Monsieur Tesson était un homme ordinaire à l'apparence massive, aux courts cheveux bruns, habillé d'une chemise à manches courtes qui lui permettait de lutter contre les chaleurs qui assommaient son domaine. Charlotte ne savait pas grand-chose de lui ni de sa famille, mais elle ne les sentait pas particulièrement anxieux devant les ennuis qu'ils vivaient dans leur logement.
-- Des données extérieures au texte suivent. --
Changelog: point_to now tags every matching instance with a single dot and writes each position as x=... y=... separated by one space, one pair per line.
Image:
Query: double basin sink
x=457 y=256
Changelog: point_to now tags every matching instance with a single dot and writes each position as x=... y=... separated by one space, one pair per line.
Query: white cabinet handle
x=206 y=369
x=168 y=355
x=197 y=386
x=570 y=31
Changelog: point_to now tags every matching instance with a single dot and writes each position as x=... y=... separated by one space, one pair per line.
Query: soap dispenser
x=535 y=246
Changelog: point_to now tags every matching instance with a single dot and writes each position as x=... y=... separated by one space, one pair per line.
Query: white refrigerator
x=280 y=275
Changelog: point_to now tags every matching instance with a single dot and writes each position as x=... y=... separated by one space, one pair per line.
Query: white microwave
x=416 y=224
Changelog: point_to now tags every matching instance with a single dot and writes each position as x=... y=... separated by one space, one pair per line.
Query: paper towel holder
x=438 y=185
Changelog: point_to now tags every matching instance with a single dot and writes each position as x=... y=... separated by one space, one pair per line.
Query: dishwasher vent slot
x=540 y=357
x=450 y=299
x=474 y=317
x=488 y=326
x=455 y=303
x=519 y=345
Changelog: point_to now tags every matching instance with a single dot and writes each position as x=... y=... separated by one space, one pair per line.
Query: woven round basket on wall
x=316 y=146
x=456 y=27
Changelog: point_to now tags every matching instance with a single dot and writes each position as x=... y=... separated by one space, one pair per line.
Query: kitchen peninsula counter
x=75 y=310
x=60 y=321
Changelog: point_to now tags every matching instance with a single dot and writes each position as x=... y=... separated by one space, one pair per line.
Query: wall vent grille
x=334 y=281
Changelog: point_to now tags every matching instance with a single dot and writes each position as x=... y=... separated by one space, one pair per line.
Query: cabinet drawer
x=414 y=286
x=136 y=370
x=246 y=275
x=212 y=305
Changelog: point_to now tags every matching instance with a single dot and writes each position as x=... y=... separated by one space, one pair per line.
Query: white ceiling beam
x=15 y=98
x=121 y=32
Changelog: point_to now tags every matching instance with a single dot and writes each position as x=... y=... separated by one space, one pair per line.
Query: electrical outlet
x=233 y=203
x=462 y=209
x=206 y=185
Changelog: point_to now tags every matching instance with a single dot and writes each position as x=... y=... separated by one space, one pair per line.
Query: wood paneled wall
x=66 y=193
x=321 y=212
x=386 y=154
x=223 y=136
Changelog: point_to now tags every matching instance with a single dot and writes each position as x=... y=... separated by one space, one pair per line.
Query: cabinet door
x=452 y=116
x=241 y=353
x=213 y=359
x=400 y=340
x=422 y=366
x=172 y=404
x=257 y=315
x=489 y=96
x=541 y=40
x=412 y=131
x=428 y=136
Ils semblaient au contraire plutôt détendus et ravis d'avoir une invitée parmi eux.
​     De l'autre côté de notre jeune fille sur le siège arrière, la sœur aînée de la fratrie et son cadet jetaient des regards dédaigneux vers les immenses plants de vigne aux grappes rouges qui bordaient la maison. Ils ne semblaient pas enchantés d'être ici, et se tenaient entassés les uns sur les autres pour se serrer à l'arrière, ce qui dérangeait profondément Charlotte qui n'aimait pas qu'on envahisse son espace vital.
​     — C'est la campagne de toute façon, râla le garçon en se tournant vers sa sœur qui pianotait sur son smartphone rose. On n'a presque pas de réseau… ni la fibre, on ferait mieux de quitter ce trou à rats pour rentrer à Romulus ! Pas vrai Tiphaine ?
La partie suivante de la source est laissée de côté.